The following article provides a comprehensive overview of how withholding tax works for expats, which rules apply, and what to pay attention to.
Basics of Withholding Tax
What is Withholding Tax?
Withholding tax is a tax deducted directly by the employer from the gross salary and remitted to the responsible tax authority. For expats, this means that tax obligations are fulfilled immediately, without the need to file a full tax return in most cases.
Who is Subject to Withholding Tax?
Those mainly subject to withholding tax include:
- Foreign nationals without a settlement permit (C permit)
- Short-term residents with an L permit
- Residents with a B permit, if they are not married to a person subject to Swiss taxation or if certain income or asset thresholds are exceeded
Thus, withholding tax affects the majority of expats newly arriving in Switzerland.
Calculation and Rates
Factors Affecting Tax Amount
The amount of withholding tax depends on several factors:
- Gross income
- Marital status (single, married, single parent)
- Number of children or maintenance obligations
- Canton of residence or work
Each canton sets its own rates, so the tax burden can vary significantly depending on where the expat lives.
Example Calculation
A single expat without children earning CHF 100,000 per year will pay about 8–12% withholding tax, depending on the canton. The same individual living in Zug pays considerably less than in Geneva or Vaud.
Difference from Ordinary Assessment
When Withholding Tax is Not Sufficient
In many cases, withholding tax is the final tax, but there are exceptions requiring an ordinary tax return:
- Income above a certain threshold (often CHF 120,000 per year)
- Additional income from assets, shares, or self-employment
- Ownership of real estate abroad
- Marriage to a person taxable in Switzerland
Subsequent Ordinary Assessment
In an ordinary assessment, all income and assets are considered. Any previously deducted withholding tax is credited. Depending on the situation, this can result in additional tax payments or refunds.
Special Cases for Expats
Spouse and Children
Married expats with children have special tariffs. Maintenance obligations, child allowances, and marital status affect the withholding tax rate. It is important that this information is reported promptly to the employer, as it directly impacts the calculation.
Multiple Employers in Different Cantons
If an expat works for multiple employers in different cantons, withholding tax is applied by each employer according to cantonal law.
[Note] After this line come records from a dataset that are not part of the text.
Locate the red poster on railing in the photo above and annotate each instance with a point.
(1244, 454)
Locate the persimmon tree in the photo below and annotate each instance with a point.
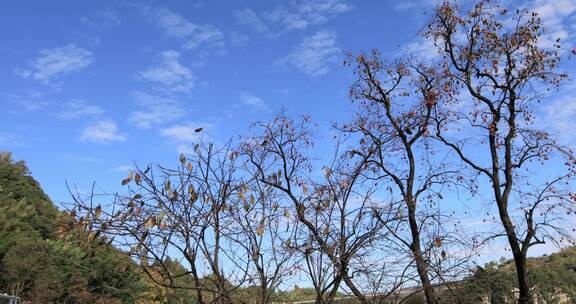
(395, 105)
(182, 213)
(499, 62)
(263, 232)
(332, 206)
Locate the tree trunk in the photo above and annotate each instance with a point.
(421, 265)
(524, 296)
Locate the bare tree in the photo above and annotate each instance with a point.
(498, 58)
(181, 213)
(264, 233)
(396, 104)
(333, 207)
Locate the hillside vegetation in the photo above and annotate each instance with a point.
(42, 264)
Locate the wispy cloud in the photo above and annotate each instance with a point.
(295, 15)
(9, 139)
(77, 109)
(249, 17)
(30, 100)
(121, 168)
(558, 117)
(82, 158)
(554, 16)
(415, 4)
(314, 54)
(301, 15)
(253, 101)
(176, 25)
(185, 133)
(423, 49)
(105, 17)
(102, 132)
(57, 62)
(170, 73)
(156, 110)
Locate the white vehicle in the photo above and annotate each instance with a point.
(6, 299)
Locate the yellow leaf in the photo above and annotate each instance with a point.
(97, 211)
(260, 230)
(327, 172)
(437, 242)
(151, 222)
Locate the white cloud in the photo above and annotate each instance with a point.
(558, 118)
(77, 109)
(106, 17)
(301, 15)
(82, 158)
(184, 133)
(103, 131)
(30, 100)
(554, 16)
(193, 35)
(423, 49)
(252, 101)
(249, 17)
(121, 168)
(314, 54)
(8, 139)
(156, 110)
(56, 62)
(170, 73)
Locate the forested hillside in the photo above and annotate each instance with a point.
(44, 264)
(552, 277)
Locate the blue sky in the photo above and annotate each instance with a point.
(87, 88)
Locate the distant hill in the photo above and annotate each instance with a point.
(553, 278)
(41, 266)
In such cases, an ordinary assessment is often necessary to coordinate taxation correctly.
Secondary Income and Capital Gains
Secondary income such as consulting fees, capital gains, or rental income is not included in withholding tax. These must be reported separately in a tax return.
Rights and Obligations of Expats
Duty to Check
Expats should carefully check their monthly pay slips. Employers are responsible for deducting the correct withholding tax, but errors can occur.
Reporting Obligations
Changes in marital status (marriage, divorce, birth of children) must be reported immediately, as they affect the withholding tax rate.
Refund Opportunities
In some cases, expats can claim deductions not considered in the withholding tax tariff. This is done through a subsequent ordinary assessment or a special application process with the tax office.
Differences Between Cantons
Variety of Tariffs
Switzerland has a federal structure, and each canton has its own rates and deductions. While an expat in Zurich experiences a medium tax burden, tariffs in Geneva and Vaud tend to be higher. Zug and Schwyz are known to be particularly tax-friendly.
Residence vs. Work Canton
In many cases, the residence canton determines the rate. However, for expats without a permanent residence in Switzerland (e.g., weekly commuters), the work canton applies.
Practical Examples
Example 1: Expat with L Permit
An IT specialist from India works under a one-year contract in Zurich. He has no family in Switzerland. All of his income is subject to withholding tax, and no tax return is required.
Example 2: Expat with B Permit and High Income
A French manager lives in Basel and earns CHF 180,000 per year. Although withholding tax is deducted, she must also file an ordinary tax return, as her income exceeds the threshold.
Common Mistakes and Tips
Common Mistakes
- Failing to report child allowances or marital status, resulting in incorrect rates
- Assuming withholding tax covers all obligations, leading to undeclared assets
- Ignoring cantonal differences when changing residence
Practical Tips for Expats
- Regularly review pay slips
- Contact the cantonal tax office if uncertain
- Observe deadlines and reporting obligations
- Seek professional tax advice for complex cases (multiple employers, foreign assets)
Conclusion
Withholding tax in Switzerland is a transparent and efficient system for expats, fulfilling tax obligations directly through the employer. Nevertheless, there are special rules, cantonal differences, and exceptions that may require an additional tax return.
Expats who know their obligations, avoid mistakes, and report changes promptly benefit from a smooth and straightforward tax process.